Over the past two decades, poverty rates in every region of the globe went down -- except in sub-Saharan Africa, where war and disease have hampered development. But dictatorial leaders, who cling to power as their countries crumble, are also to blame.
No place is that more evident than in Zimbabwe, where President Robert Mugabe has overseen the downfall of one of Africa's most promising nations.
During Mugabe's first two decades in power, Zimbabwe grew into one of the most prosperous nations in sub-Saharan Africa. Its beef was prized in specialty shops in Europe. Its tobacco farms generated more than $7 billion a year in sales. Literacy rates were some of the highest in the developing world. Zimbabwe still had problems, but compared with the rest of Africa, things were going relatively well.
But in the late 1990s, things started to fall apart.
The tipping point was the disclosure that allies of Mugabe had looted a pension fund for war veterans. When the veterans demanded compensation, Mugabe told them to help themselves to white-owned farms.
"There was no need for things to go the way they did, given that government was declaring a policy on land," says Jonathan Moyo, who served as Mugabe's information minister during the height of the chaotic land-reform movement. Moyo has since fallen out of favor with Mugabe and is now one of the president's harshest critics.

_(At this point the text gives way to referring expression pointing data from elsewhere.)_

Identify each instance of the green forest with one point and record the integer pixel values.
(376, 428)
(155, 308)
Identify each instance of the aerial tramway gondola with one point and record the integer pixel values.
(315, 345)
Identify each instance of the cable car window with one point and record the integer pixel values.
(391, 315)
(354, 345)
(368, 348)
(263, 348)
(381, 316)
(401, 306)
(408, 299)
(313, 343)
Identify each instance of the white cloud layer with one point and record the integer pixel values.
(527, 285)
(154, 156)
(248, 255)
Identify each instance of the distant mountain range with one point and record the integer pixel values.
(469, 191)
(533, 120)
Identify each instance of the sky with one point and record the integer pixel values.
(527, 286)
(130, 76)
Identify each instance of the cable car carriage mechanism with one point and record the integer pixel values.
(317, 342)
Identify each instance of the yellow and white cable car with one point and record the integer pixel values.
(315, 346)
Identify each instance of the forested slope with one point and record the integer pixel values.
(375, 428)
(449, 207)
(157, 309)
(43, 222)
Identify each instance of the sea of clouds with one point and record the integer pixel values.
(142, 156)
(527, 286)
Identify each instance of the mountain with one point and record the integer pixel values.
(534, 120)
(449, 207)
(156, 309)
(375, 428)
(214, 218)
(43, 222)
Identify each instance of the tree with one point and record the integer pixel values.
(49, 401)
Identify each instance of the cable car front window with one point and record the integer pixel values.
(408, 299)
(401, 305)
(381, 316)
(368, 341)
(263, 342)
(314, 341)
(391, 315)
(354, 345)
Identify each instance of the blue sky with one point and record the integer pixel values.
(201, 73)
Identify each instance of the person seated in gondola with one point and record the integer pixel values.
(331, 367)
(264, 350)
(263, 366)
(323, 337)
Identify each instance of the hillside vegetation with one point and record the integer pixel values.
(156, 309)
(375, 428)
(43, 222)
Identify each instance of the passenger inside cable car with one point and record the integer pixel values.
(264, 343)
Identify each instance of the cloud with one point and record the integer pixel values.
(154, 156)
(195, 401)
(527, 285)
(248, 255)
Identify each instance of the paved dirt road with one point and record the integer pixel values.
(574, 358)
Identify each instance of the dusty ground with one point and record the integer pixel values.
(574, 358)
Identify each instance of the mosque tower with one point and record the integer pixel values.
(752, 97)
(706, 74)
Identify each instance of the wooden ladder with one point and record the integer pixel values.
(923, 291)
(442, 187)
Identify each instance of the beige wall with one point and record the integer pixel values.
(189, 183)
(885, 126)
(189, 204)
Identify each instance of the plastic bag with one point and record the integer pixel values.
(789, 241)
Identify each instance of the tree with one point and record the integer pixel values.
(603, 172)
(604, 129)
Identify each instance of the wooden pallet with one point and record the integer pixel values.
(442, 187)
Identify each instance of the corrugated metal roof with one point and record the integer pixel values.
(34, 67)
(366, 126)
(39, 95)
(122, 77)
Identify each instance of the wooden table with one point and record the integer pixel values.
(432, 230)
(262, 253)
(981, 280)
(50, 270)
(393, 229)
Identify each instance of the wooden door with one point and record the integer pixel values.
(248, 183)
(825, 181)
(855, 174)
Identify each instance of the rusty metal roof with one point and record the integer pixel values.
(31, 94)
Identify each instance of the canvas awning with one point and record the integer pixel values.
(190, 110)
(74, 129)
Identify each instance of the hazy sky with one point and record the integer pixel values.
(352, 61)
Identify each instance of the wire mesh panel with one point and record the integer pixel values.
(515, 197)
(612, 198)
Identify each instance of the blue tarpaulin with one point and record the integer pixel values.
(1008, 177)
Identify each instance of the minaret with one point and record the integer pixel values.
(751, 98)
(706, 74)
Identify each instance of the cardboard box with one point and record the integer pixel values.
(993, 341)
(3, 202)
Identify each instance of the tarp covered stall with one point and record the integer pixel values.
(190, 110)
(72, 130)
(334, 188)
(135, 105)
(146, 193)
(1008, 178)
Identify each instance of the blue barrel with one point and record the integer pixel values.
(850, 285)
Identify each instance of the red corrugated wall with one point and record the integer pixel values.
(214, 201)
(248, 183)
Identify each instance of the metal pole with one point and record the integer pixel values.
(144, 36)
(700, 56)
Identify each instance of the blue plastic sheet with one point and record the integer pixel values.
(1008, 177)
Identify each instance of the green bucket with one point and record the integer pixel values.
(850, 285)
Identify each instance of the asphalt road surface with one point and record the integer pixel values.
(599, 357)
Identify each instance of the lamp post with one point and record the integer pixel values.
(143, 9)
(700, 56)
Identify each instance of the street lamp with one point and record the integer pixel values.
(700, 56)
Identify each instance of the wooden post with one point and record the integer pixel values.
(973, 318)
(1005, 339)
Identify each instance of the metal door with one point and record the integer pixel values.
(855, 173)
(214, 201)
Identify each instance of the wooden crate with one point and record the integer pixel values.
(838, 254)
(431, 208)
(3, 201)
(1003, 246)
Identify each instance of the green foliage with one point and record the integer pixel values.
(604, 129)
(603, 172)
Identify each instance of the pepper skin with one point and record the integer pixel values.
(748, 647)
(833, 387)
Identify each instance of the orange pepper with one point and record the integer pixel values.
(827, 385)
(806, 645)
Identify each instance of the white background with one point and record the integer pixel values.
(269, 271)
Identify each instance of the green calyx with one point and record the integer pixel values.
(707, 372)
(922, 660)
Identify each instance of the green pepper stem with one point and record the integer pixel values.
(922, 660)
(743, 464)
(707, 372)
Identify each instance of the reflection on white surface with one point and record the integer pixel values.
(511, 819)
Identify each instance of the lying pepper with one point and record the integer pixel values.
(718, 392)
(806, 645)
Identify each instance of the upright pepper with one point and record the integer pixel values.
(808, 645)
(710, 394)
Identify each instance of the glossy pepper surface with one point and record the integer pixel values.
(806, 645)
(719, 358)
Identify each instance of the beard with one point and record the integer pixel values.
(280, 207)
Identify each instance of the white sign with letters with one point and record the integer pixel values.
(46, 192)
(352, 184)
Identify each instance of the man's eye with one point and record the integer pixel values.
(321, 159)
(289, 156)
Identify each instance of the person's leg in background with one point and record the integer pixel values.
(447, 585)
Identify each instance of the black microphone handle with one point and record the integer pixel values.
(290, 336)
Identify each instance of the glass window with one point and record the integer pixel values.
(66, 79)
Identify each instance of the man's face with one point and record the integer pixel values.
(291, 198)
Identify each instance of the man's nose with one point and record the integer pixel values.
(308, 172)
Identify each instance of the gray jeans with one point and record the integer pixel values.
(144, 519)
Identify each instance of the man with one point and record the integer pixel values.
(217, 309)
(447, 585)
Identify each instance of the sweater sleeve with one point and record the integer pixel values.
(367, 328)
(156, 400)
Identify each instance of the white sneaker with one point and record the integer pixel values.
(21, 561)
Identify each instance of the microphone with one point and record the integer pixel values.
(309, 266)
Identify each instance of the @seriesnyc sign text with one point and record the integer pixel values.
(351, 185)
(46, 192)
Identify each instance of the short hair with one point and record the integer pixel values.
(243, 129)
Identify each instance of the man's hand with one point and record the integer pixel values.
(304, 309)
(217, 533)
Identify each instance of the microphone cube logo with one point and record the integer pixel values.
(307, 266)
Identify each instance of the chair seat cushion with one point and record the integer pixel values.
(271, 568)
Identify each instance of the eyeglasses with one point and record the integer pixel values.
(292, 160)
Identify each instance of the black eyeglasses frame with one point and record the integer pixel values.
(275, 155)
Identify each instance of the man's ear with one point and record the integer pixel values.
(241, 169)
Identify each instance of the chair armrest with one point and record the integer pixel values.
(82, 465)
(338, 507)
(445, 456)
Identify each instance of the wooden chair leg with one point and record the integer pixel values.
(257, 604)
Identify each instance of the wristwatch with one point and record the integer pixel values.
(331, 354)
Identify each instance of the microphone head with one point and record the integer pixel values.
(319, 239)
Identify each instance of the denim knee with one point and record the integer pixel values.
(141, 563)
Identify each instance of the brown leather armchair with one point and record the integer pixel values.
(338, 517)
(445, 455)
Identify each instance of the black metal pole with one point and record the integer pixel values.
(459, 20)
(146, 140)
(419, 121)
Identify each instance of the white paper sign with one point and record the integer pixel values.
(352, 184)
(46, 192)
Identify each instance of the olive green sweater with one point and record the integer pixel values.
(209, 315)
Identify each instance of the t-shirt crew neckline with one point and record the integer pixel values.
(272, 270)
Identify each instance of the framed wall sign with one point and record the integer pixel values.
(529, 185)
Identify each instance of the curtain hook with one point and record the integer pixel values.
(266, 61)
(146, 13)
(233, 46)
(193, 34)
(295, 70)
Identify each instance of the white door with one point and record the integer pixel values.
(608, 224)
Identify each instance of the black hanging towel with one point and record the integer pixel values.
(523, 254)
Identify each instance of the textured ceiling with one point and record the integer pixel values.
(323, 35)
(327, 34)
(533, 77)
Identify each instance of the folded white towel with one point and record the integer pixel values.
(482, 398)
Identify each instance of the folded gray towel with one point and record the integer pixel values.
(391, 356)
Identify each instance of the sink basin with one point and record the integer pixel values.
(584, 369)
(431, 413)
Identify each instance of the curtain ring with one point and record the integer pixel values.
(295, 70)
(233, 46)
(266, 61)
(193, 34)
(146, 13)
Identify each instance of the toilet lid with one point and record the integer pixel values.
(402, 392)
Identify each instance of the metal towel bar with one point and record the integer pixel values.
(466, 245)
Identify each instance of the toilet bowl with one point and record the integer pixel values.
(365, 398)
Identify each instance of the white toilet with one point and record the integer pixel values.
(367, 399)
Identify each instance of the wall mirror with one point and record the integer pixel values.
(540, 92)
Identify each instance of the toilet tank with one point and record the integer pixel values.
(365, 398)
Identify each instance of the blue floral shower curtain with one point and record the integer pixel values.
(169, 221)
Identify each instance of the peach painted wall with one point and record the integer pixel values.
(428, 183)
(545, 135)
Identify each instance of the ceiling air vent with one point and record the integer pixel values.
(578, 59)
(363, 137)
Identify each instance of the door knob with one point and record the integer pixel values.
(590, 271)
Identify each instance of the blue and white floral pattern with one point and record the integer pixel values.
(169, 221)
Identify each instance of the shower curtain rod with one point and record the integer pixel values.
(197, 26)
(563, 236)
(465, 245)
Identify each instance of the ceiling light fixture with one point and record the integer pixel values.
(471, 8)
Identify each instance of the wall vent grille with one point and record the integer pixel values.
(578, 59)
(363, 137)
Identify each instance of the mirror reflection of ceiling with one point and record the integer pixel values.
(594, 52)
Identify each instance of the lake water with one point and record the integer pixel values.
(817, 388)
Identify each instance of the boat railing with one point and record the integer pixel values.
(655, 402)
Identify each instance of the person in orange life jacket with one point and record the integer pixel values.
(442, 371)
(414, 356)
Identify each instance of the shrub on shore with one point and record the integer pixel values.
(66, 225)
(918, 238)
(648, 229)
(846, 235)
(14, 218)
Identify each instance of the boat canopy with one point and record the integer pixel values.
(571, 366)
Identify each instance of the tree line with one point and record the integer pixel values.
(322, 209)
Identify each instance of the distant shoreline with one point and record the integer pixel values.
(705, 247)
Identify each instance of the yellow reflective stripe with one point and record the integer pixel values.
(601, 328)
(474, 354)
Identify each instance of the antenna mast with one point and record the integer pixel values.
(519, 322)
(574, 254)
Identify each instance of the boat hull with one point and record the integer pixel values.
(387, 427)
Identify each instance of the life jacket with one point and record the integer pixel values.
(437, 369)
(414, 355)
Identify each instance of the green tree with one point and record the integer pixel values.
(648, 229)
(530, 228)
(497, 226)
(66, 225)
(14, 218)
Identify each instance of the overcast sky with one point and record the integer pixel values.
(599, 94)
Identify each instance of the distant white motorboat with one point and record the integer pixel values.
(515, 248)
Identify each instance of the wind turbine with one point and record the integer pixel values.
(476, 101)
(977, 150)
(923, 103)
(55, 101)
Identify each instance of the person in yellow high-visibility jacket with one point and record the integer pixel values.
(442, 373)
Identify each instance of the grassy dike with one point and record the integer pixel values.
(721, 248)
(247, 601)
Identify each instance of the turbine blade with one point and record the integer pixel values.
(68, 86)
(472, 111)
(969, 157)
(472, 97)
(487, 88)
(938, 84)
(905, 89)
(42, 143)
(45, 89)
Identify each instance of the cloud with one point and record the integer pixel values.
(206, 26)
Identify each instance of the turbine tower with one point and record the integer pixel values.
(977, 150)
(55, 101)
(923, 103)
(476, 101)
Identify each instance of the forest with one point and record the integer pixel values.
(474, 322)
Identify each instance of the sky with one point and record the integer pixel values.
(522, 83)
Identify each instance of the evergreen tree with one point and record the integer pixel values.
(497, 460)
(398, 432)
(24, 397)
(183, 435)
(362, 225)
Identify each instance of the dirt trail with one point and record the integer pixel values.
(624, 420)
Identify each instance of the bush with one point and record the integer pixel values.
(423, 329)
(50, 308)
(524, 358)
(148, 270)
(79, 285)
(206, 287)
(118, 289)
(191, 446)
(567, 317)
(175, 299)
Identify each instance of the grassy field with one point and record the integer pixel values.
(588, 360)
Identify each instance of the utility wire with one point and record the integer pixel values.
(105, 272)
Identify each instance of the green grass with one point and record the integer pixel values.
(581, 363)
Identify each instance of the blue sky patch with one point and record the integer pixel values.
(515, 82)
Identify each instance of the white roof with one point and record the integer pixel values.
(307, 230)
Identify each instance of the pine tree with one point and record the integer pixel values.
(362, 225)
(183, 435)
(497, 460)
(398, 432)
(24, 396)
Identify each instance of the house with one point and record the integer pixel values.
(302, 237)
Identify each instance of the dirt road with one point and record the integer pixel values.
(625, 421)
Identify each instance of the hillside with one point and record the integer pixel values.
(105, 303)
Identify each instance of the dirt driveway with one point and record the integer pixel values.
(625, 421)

Zimbabwe's violent land-reform program drove most of the country's white commercial farmers off their land. Many of the farms ended up in the hands of Mugabe's allies, including, at the time, Moyo. Other farms disintegrated into chaos.
Moyo says the farm invasions, which included the killing of white farmers, were orchestrated by Mugabe.
Land reform was not a spontaneous uprising by black peasants, as Mugabe likes to portray it, Mayo says. The movement which destroyed the country's agricultural economy was, in fact, government policy, the former minister says.
By 2003, Zimbabwe was facing shortages of food, fuel and foreign currency. In the capital Harare, lines of beat-up cars stretched for blocks outside gasoline stations. Some people had been waiting for days to get fuel.
Zimbabwe's fuel shortage was driven in large part by the government setting the price of gas at 20 cents a gallon and refusing to raise it. Price controls also caused shortages of most staple foods.
Ever since land reform, Zimbabwe, which used to be the regional breadbasket, has been unable to produce enough food to feed its own people.
And it isn't just agriculture that Mugabe's regime has driven into the ground. Schools, hospitals and sewage-treatment plants are falling into disrepair.
After Zimbabwe's urban centers voted heavily against Mugabe's ruling party in 2005, the government launched an urban-cleanup campaign that destroyed the homes and businesses of about 700,000 people.
This year, inflation has risen above 1,000 percent. John Robertson, an economist in Harare, says the country's hyper-inflation is being driven primarily by the government borrowing money to cover recurring costs such as wages and operating expenses.
Like a shopaholic bingeing on credit cards, Zimbabwe is frantically digging itself deeper and deeper into debt.